Re: [ovs-dev] [v2 v2 0/6] MFEX Infrastructure + Optimizations

Van Haaren, Harry Wed, 02 Jun 2021 13:55:59 -0700

Hi Jean,

Thanks for the good news – indeed great that you have reproduced the 
performance benefits!


1.20x is a good result, and in-line with expectations for the 1st Generation 
Xeon/Skylake CPUs being tested.
For 3rd generation Xeon/Icelake CPUs there is some additional benefits due to 
AVX512-VBMI ISA availability,
which will be used automatically when the MFEX "study" command is run.

Thanks again for your help & performance testing here. Regards, -Harry


From: Jean Hsiao <[email protected]>
Sent: Tuesday, June 1, 2021 7:06 PM
To: Van Haaren, Harry <[email protected]>; Timothy Redaelli 
<[email protected]>; Amber, Kumar <[email protected]>; 
[email protected]; Jean Hsiao <[email protected]>
Cc: [email protected]; [email protected]; Stokes, Ian <[email protected]>; 
Christian Trautman <[email protected]>; Ferriter, Cian 
<[email protected]>
Subject: Re: [ovs-dev] [v2 v2 0/6] MFEX Infrastructure + Optimizations


Hi Harry,

Great News --- got performance improvement!

With Tim' new build last Friday, I have got new set of performance numbers. Got 
about 20% performance improvement with all three enhancements included --- 
whether it is 0.1% loss limit or 0.002% loss limit. Got no improvement if only 
the  first two enhancements were included.

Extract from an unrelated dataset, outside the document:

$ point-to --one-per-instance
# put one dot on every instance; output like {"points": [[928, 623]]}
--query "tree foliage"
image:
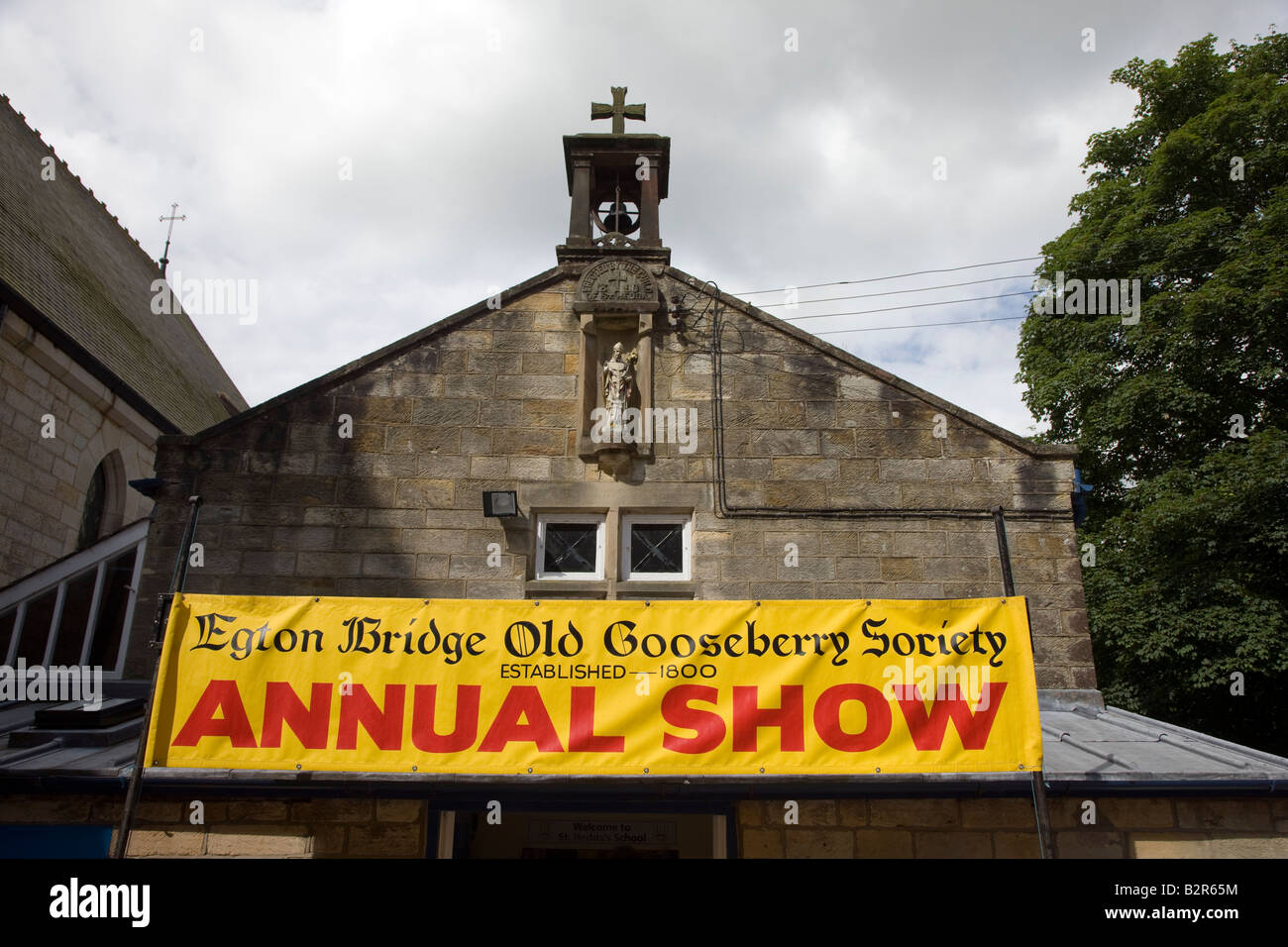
{"points": [[1181, 418]]}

The summary report is attached right below. Please review, and let me know if 
the current performance meets your expectation.

Thanks!

Jean

=====================================

OVS RPMS=openvswitch2.15-2.15.0-23.el8fdp.x86_64, 
openvswitch2.15-debuginfo-2.15.0-23.el8fdp.x86_64

EMC Off

Trex binary search for next two tests --- 64 bytes, 0.1% loss limit, 1024 
flows, 60 secs trial/600 secs validation

Test case #1

  *   default --- not including any of the tree enhancements
  *   Mpps=12.4 Mpps (100%)

Test case #2

  *   Including all three enhancements --- ovs-appctl 
dpif-netdev/subtable-lookup-prio-set avx512_gather 3; ovs-appctl 
dpif-netdev/dpif-set dpif_avx512 ; ovs-appctl dpif-netdev/miniflow-esparser-set 
study
  *   Mpps=14.9 Mpps (120.1%)

Trex binary search for next two tests --- 64 bytes, 0.002% loss limit, 1024 
flows, 60 secs trial/600 secs validation

Test case #1

  *   default --- not including any of the tree enhancements
  *   Mpps=12.1 Mpps (100%)

Test case #2

  *   Including all three enhancements --- ovs-appctl 
dpif-netdev/subtable-lookup-prio-set avx512_gather 3; ovs-appctl 
dpif-netdev/dpif-set dpif_avx512 ; ovs-appctl dpif-netdev/miniflow-parser-set 
study
  *   Mpps=14.6 Mpps (120.6%)

NOTE: There is no performance gain if only the first two enhancements are 
included.

Bonus run with latest openvswitch2.15 fdp--- openvswitch2.15-2.15.0-23.el8fdp

  *   0.1% loss limit
  *   10.1 Mpps


On 5/27/21 10:12 AM, Van Haaren, Harry wrote:
(Sorry for top posting – HTML/email-client disagree with inline answers below 
:/ )

Hi Jean,

Yes I expect drops of 0.002% to be enough tolerance. (If the performance does 
not improve to Scalar (or higher) please try a much higher value like 0.1%.)

Regards, -Harry


From: Jean Hsiao <[email protected]><mailto:[email protected]>
Sent: Thursday, May 27, 2021 3:06 PM
To: Van Haaren, Harry 
<[email protected]><mailto:[email protected]>; Timothy 
Redaelli <[email protected]><mailto:[email protected]>; Amber, Kumar 
<[email protected]><mailto:[email protected]>; 
[email protected]<mailto:[email protected]>; Jean Hsiao 
<[email protected]><mailto:[email protected]>
Cc: [email protected]<mailto:[email protected]>; 
[email protected]<mailto:[email protected]>; Stokes, Ian 
<[email protected]><mailto:[email protected]>; Christian Trautman 
<[email protected]><mailto:[email protected]>; Ferriter, Cian 
<[email protected]><mailto:[email protected]>
Subject: Re: [ovs-dev] [v2 v2 0/6] MFEX Infrastructure + Optimizations



On 5/26/21 4:52 PM, Van Haaren, Harry wrote:
Hi Jean,

Thanks for the very detailed info, this was very useful in identifying the 
differences between the test setup that we have been running and what your 
configuration is.
The issue being observed by your testing is due to multiple root-causes; hence 
this has taken some time to identify, apologies for the delay in response!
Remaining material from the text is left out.